Genomes are made up of thousands of individual pieces – genes – which are expressed at different levels. Researchers at EMBL have shed light on how the placement of a gene affects its expression, as well as that of its neighbours.
Gene expression is influenced by neighbouring transcriptional patterns. Genetic rearrangements in a synthetic yeast chromosome revealed that characteristics of a gene's new transcriptional neighbourhood predicted its transcript isoform boundaries and abundance. Credit: Tobias Wüstefeld
The celebrated physicist Richard Feynman is credited with the quote, “What I cannot create, I do not understand.” As well as informing Feynman’s approach to theoretical physics, it’s a good way of describing the motivations of synthetic biologists, with their interest in building genomes from scratch. By designing and building synthetic genomes, they hope to better understand the code of life. Synthetic biology has been organised around the concept of using DNA sequences as ‘parts’ with reproducible functions. Now, through successful collaborations and the use of cutting-edge tools, EMBL’s Steinmetz Group has gained an important insight into the variation of gene expression that results from the position or context of these DNA parts within the genome.
Explaining the underlying question motivating the work, Amanda Hughes – co-lead author and postdoc in the Steinmetz Group – said, “In synthetic biology, you tend to break things down into modular, ‘plug-and-play’ parts. These are promotor parts, coding regions, and terminator parts. We wanted to test whether these pieces really are ‘plug-and-play,’ functioning the same way in any context, or whether their position affects their function. We wanted to better understand how the linear organisation of genes affects their functions and identify general design principles that could be applied to building genomes.”

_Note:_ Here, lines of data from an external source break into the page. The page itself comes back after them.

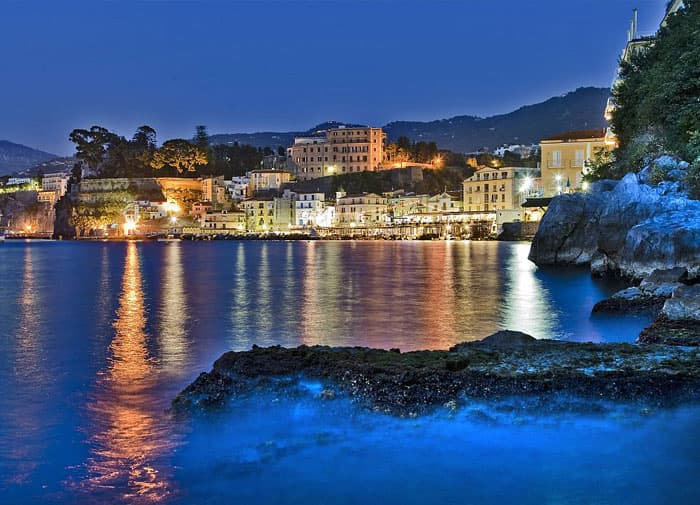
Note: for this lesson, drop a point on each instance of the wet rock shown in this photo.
(630, 299)
(663, 282)
(627, 228)
(503, 365)
(327, 394)
(506, 339)
(684, 304)
(681, 332)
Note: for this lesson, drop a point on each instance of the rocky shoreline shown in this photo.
(503, 365)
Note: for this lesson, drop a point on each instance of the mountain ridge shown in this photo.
(18, 157)
(579, 109)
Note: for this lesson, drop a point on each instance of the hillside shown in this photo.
(16, 157)
(580, 109)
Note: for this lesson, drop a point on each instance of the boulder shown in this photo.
(684, 304)
(623, 227)
(663, 283)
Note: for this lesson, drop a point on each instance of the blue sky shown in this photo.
(262, 65)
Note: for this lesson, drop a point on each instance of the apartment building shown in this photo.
(259, 213)
(268, 180)
(225, 222)
(57, 182)
(341, 151)
(564, 158)
(361, 210)
(495, 189)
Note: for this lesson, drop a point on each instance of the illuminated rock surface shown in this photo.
(502, 365)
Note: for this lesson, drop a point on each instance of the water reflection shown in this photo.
(173, 313)
(527, 307)
(26, 423)
(130, 436)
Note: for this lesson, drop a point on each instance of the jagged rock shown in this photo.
(625, 228)
(681, 332)
(504, 365)
(504, 339)
(684, 304)
(662, 283)
(630, 299)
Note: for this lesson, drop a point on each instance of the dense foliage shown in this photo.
(108, 154)
(658, 97)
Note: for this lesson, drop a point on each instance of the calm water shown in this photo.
(97, 338)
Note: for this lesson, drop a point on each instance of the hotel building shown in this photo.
(564, 159)
(341, 151)
(498, 189)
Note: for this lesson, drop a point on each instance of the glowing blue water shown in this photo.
(96, 339)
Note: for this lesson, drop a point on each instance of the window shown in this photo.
(556, 159)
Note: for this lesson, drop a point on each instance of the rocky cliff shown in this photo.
(629, 227)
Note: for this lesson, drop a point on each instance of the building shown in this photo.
(18, 181)
(57, 182)
(268, 180)
(564, 159)
(224, 222)
(500, 189)
(403, 205)
(259, 213)
(367, 209)
(309, 208)
(635, 45)
(342, 150)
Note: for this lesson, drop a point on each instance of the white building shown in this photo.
(309, 207)
(18, 181)
(362, 210)
(238, 188)
(57, 182)
(267, 180)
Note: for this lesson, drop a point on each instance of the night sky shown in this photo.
(251, 66)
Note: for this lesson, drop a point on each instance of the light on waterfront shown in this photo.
(526, 185)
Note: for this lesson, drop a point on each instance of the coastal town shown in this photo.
(296, 195)
(340, 181)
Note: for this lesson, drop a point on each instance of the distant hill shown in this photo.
(274, 139)
(577, 110)
(580, 109)
(16, 157)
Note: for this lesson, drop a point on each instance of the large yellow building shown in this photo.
(564, 159)
(341, 151)
(492, 189)
(366, 209)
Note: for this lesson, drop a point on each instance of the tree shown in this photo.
(91, 145)
(657, 97)
(180, 155)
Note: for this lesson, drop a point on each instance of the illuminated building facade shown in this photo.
(496, 189)
(565, 157)
(341, 151)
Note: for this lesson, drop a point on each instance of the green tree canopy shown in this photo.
(180, 155)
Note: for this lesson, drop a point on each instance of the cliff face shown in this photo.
(625, 227)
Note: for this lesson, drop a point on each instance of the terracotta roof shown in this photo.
(596, 133)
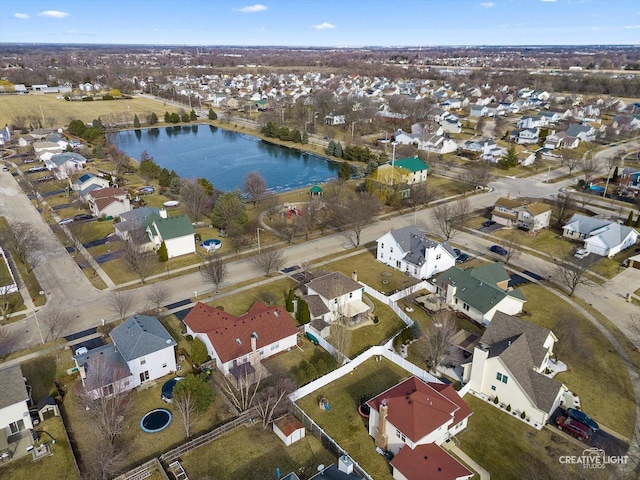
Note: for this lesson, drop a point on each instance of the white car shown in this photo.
(583, 252)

A synthetic biology toolbox delivers contextual insights
This work, funded by BMBF and the Volkswagen Foundation’s “Life?” initiative, was possible because of two key technologies: synthetic yeast strains from the Sc2.0 consortium and long-read direct RNA sequencing. The strains obtained from the Sc2.0 consortium included a design feature called ‘SCRaMbLE’ that provides the ability to rearrange genes into different locations at a previously unachievable scale. The expertise and tools available in the Genomics Core facility at EMBL, including Oxford Nanopore’s GridION, allowed the team to perform long-read direct RNA sequencing, permitting identification of both the start and end of RNA molecules and their assignment to particular rearrangements. The combination of these cutting-edge technologies was critical to measure full-length RNA molecules from genes across many contexts.
The paper, published in Science showed that context – and in particular transcriptional context – alters the RNA output of a gene. Using long-read direct RNA sequencing, they were able to observe changes in the start, end, and amount of full-length RNA molecules expressed from DNA sequences that had been randomly rearranged in synthetic yeast genomes. Relocating a gene affected the length and abundance of its RNA output; however, these changes were not always explained by the new adjacent DNA sequence. It appeared to be transcription occurring around it, rather than the sequence itself, that altered a gene’s RNA output.
Gleaning general principles from such a large, stochastic dataset was not a trivial task, as the lead author Aaron Brooks explained: “To reach our conclusions, we had to observe genes in many alternative genetic contexts, which were present in the SCRaMbLE strains. Putting the pieces back together, however, was a big effort. We had to generate a massive sequencing dataset, which, in turn, required us to develop new software tools. We had to rely on sophisticated machine learning algorithms to help us understand the complex patterns we were observing.” Modelling a gene’s RNA output based on its new upstream and downstream contexts revealed that features related to surrounding transcriptional patterns predicted RNA boundaries and abundance. For example, if a gene was relocated next to a highly expressed neighbour, its expression also tended to increase.